Re-read my post, especially the "modest pressure part.

Roy


----------



## Beemer (Jun 2, 2011)

Roy Von Rogers said:


> Re-read my post, especially the "modest pressure part.
> 
> Roy


Lol Roy. The great bottom balancer and low voltage charger Jack Rickard. Blew apart two sets of A123 batteries while they were entombed in a reinforced epoxy. You should of seen them! Believe me, nothing can stop them from expanding when one goes bad.

The (A123) company hit the floor and didn't bounce after finding a whole slew of their batches were bad when they found out one of their spot welding machines was causing internal damage.
What made it worse was their much acclaimed ISO rating was only used as a sales ploy instead of using it to mitigate a useful product recall.
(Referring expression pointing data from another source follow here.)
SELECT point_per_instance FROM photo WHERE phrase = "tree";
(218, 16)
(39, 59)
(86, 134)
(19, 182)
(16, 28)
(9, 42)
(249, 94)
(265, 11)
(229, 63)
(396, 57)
You go bind them girlfriend.  Like trying to strangle poo.


----------



## Roy Von Rogers (Mar 21, 2009)

Beemer said:


> Lol Roy. The great bottom balancer and low voltage charger Jack Rickard. Blew apart two sets of A123 batteries while they were entombed in a reinforced epoxy. You should of seen them! Believe me, nothing can stop them from expanding when one goes bad.
> 
> The (A123) company hit the floor and didn't bounce after finding a whole slew of their batches were bad when they found out one of their spot welding machines was causing internal damage.
> What made it worse was their much acclaimed ISO rating was only used as a sales ploy instead of using it to mitigate a useful product recall.
> ...


Considering this post and the tone of it, I have nothing to discuss with you.

Your going on my ignore list.

Btw I'm also a Ham.

Roy


----------



## Beemer (Jun 2, 2011)

Roy Von Rogers said:


> Considering this post and the tone of it, I have nothing to discuss with you.
> 
> Your going on my ignore list.
> 
> ...


That won't change reality.


----------